SG na rota dos ‘olhos puxados’
Famílias de japoneses atingidos pela bomba de Hiroshima foram abrigadas na Ilha das Flores

Hospedaria de Imigrantes deu lugar ao Centro de Memória, criado em parceria da Uerj com a Marinha
Foto: Alex RamosPor Marcela Freitas
Esse mês o mundo relembra um dos mais devastadores ataques à humanidade ocorrido há 70 anos, quando a bomba atômica, disparada pelo exército americano, matou mais de 200 mil pessoas nas cidades de Hiroshima e Nagazaki, no Japão. A tragédia é amplamente divulgada, mas o que poucos conhecem é que oito anos depois dos ataques na 2ª Guerra Mundial, em 1953, algumas famílias japonesas imigraram para o Brasil e passaram pela Hospedaria de Imigrantes da Ilha das Flores, em Neves, São Gonçalo.
A descoberta foi possível através de um trabalho de pesquisa coordenado pelo professor de História da Faculdade da Formação de Professores (FFP-Uerj) e coordenador do Centro de Memória de Imigração, Luis Reznik.
Segundo os assistentes de pesquisas, Guilherme Cavotti e Juliana Oliveira, através de releituras em jornais da época, descobriram que a chegada dos imigrantes japoneses foi amplamente divulgada.
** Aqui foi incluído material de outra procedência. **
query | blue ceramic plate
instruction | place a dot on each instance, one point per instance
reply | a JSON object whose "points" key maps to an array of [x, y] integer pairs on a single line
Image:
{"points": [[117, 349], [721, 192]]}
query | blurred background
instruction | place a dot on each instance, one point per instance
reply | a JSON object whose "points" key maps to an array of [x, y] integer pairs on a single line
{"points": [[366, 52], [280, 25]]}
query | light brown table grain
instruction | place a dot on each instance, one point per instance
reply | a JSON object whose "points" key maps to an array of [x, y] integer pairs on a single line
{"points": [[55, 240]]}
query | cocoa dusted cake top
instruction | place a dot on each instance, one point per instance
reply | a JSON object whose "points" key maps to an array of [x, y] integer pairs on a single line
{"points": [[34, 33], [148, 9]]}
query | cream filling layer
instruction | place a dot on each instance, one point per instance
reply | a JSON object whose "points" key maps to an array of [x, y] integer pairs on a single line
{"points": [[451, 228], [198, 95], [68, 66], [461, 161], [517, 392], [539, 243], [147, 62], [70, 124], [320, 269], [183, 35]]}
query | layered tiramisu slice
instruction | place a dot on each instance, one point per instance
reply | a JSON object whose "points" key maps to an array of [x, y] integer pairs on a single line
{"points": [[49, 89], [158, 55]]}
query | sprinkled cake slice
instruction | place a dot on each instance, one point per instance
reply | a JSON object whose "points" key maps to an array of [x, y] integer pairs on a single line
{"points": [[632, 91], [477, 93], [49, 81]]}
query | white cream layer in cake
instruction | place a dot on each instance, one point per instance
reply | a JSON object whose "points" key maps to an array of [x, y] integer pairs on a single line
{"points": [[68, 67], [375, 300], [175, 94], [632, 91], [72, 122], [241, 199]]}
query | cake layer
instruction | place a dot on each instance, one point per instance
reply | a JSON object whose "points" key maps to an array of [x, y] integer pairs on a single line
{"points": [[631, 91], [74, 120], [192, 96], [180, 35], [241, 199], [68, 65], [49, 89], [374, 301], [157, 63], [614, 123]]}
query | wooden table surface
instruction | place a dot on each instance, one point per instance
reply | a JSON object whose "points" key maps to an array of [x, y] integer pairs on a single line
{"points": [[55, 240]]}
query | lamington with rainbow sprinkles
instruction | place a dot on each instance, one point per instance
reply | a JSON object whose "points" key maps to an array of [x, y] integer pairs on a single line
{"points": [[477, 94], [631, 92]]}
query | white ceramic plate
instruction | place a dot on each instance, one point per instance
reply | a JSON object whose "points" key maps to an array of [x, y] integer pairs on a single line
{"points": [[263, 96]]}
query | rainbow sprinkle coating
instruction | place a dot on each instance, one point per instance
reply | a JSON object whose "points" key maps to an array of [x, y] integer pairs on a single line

A viagem teria sido custeada pelo governo japonês e auxiliados em sua localização na Bahia pelo Governo Federal.
Segundo levantamento, 235 imigrantes japoneses chegaram a São Gonçalo e, após passagem pela hospedagem, seguiram para Bahia, onde fixaram residência na Colonia de Una, próximo a Ilhéus, onde já se encontravam outras famílias que anteriormente residiam em colônias japonesas de São Paulo.
“Parcela dos “hibakusha, que significa sobrevivente da bomba, passaram pela Ilha das Flores. Esse seria mais um dos elementos que compõe esse espaço que recebeu muitos refugiados da Segunda Guerra”, disse Guilherme.
Ainda segundo Guilherme, o intuito agora é estreitar os laços com a associação de hibakusha, presente em Jabaquara, São Paulo.
“O nosso intuito é estreitar os laços. A comunidade maciça está em São Paulo e outra parte na Bahia.”, contou.
O Centro de Memória da Imigração ocupa o lugar onde foi fundada, em 1879, a primeira hospedaria de imigrantes do Brasil. Esta instituição funcionou até 1966, recebendo imigrantes de vários continentes e que desembarcavam no Porto do Rio.
Parceria entre a Uerj e a Marinha

O Centro de Memória da Imigração da Ilha das Flores foi criado para disponibilizar materiais de memória e um conjunto de reflexões sobre a história da imigração no Brasil. Documentos, fotografias, documentários, mapas e depoimentos, organizados em exposições, estão disponibilizados para o público leigo, acadêmico e escolar.
O centro museu da imigração começou a ser estudado em 2010 com uma parceria entre a Uerj e a Marinha. Em novembro de 2012, foi inaugurado o museu a céu aberto, no qual são realizadas visitas guiadas.
Os pesquisadores recebem apoio da Fundação de Amparo à Pesquisa do Estado do Rio (Faperj) e planejam que no futuro as atividades sejam ampliadas.
“Hoje não temos como fazer exposições especificas de cada nacionalidade que passou por aqui. Mas esse é um projeto futuro.”, disse Juliana.
As visitas ao local são gratuitas e devem ser agendadas em www.hospedariailhadasflores.com.br.